Last fortnight the United Lutherans met in Omaha and the American Lutherans in Detroit for their biennial conventions, attempted to merge. Between the two groups stood chiefly an argument over the Bible. Both believe it to be the Word of God, but American Lutherans believe it more literally. A joint commission on closer union ("pulpit and altar fellowship") had devised a formula which it hoped both could accept: "By virtue of a unique operation of the Holy Spirit, by which He supplied to the holy writers content and fitting word, the separate books of the Bible are related to one another, and, taken together, constitute a complete, errorless, unbreakable whole of which Christ is the centre."

Jammed into the ballroom of Omaha's Hotel Fontenelle, the United Lutherans re-elected their perennial president (he has held the job since the church was organized in 1918): precise, white-goateed Dr. Frederick Hermann Knubel, 70, of Manhattan. Dr. Knubel admitted he could swallow the articles of agreement only by "gulping." The United Lutherans, who think some parts of the Scripture more important than others, had to swallow hard too. But under Dr. Knubel's brisk leadership and spurred by their desire for unity, gulp them the United Lutherans did.

Less hasty were the American Lutherans, meeting in the ultra-plain parish hall of Detroit's Salem's Lutheran Church.

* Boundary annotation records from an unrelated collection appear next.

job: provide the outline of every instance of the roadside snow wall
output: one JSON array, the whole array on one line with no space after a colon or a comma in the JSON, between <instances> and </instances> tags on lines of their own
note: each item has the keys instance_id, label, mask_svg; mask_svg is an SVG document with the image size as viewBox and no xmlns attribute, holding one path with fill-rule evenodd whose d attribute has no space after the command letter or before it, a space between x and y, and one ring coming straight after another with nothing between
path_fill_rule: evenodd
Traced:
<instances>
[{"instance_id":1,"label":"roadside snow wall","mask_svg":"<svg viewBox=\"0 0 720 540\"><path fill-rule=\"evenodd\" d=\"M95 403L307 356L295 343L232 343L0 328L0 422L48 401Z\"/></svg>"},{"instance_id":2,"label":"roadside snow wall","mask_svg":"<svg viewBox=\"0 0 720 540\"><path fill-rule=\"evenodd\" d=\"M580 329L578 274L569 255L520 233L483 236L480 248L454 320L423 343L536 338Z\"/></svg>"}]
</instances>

Said ruddy, robust Dr. Emmanuel Poppen of Columbus, Ohio, their president: "The church's 1,600 pastors and 2,000 congregations must have an opportunity to be heard." Upshot: the American Lutherans expressed a fervent hope that they and the United Lutherans might both soon be united with the Missouri Synod. They appointed a new commission to continue negotiations.

Somewhat dashed, the United Lutherans took what comfort they could in the fact that they had at least achieved union with the few (6,000) U. S. and Canadian members of the Icelandic Synod.